Dès que les plaidoiries des avocats ont été terminées, le juge Guy Lambert a ordonné la détention immédiate du jeune homme.

Jonathan Charbonneau prend le chemin de la prison

Même si sa sentence n'a pas encore été prononcée, Jonathan Charbonneau, 22 ans de Shawinigan, a pris le chemin de la prison, lundi après-midi, pour avoir tyrannisé deux ex-amies de coeur dans le cadre de relations très contrôlantes.
Dès que les plaidoiries des avocats ont été terminées, le juge Guy Lambert a en effet ordonné la détention immédiate du jeune homme. Il est vrai que la peine minimale est de 90 jours de prison sur le chef d'agression sexuelle puisque la victime de ce crime avait moins de 16 ans. La sentence sera imposée le 26 janvier.
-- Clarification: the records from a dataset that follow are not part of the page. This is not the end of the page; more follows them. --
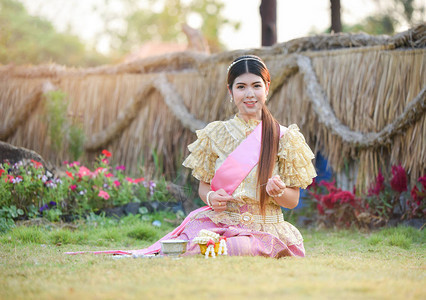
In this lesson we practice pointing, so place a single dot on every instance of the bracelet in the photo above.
(207, 198)
(279, 195)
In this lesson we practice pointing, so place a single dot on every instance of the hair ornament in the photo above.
(245, 58)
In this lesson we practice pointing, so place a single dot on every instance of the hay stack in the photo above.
(358, 99)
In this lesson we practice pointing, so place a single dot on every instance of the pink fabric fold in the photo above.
(240, 162)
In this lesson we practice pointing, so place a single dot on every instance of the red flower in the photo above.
(399, 179)
(106, 153)
(422, 180)
(103, 194)
(415, 193)
(84, 172)
(330, 186)
(76, 163)
(99, 170)
(137, 180)
(378, 186)
(320, 209)
(36, 164)
(69, 174)
(8, 178)
(131, 180)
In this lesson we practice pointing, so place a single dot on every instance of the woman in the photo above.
(249, 212)
(249, 167)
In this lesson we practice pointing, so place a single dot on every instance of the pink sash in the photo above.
(240, 162)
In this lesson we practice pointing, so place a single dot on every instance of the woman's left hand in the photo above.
(275, 186)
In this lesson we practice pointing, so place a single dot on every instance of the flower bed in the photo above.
(27, 190)
(384, 201)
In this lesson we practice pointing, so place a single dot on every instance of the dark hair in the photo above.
(270, 127)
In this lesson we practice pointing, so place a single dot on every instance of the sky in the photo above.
(295, 18)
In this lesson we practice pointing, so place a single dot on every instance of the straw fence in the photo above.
(358, 99)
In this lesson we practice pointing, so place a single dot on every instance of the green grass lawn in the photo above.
(385, 264)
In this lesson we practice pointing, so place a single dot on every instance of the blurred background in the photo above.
(93, 32)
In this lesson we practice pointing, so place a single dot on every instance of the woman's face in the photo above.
(249, 93)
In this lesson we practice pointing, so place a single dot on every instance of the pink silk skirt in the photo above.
(240, 241)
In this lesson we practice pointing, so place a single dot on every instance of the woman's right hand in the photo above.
(219, 199)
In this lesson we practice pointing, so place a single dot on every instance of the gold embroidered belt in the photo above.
(248, 218)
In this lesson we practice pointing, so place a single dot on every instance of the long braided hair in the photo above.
(270, 127)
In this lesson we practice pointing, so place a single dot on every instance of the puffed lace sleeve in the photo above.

Rappelons qu'en 2012 et 2013, Jonathan Charbonneau a fait vivre des moments très pénibles à deux jeunes filles de 15 et 16 ans au point que celles-ci ont pensé au suicide. Il a contrôlé tous leurs faits et gestes par le biais de menaces directes et indirectes, de voies de fait et de harcèlement.
Même s'il a lui-même été victime d'intimidation verbale et physique pendant une bonne partie de son enfance, il a usé de plusieurs stratagèmes pernicieux pour avoir une emprise totale sur elles. Il a notamment prétendu faire partie d'un gang de rue, disant aussi avoir des amis qui avaient torturé le père d'une ex-copine et avoir mis le feu à sa maison. Il a également inventé des individus fictifs qui menaçaient les plaignantes.
À quelques reprises, il s'est livré à des voies de fait contre elles notamment pour les punir. On parle ici de gifles, de coups de poing, de coups de coude, de serrement du cou et des bras. Il l'a forcé l'une d'elles à se mettre à quatre pattes pour l'asperger de produits nettoyants. Il a frappé l'autre victime sur le ventre avec une chaîne. Dans les deux cas, il forçait aussi les plaignantes à lui donner de l'argent.
À la suite des premiers événements survenus en 2012, une plainte avait été portée à la police. Charbonneau avait donc été arrêté puis remis en liberté sous engagements. Malgré tout, il avait récidivé avec une nouvelle amie de coeur en mars 2013. Arrêté une deuxième fois en avril 2013, Charbonneau avait finalement plaidé coupable à des chefs de menaces, agression sexuelle, voies de fait, voies de fait armées, harcèlement et bris d'engagements.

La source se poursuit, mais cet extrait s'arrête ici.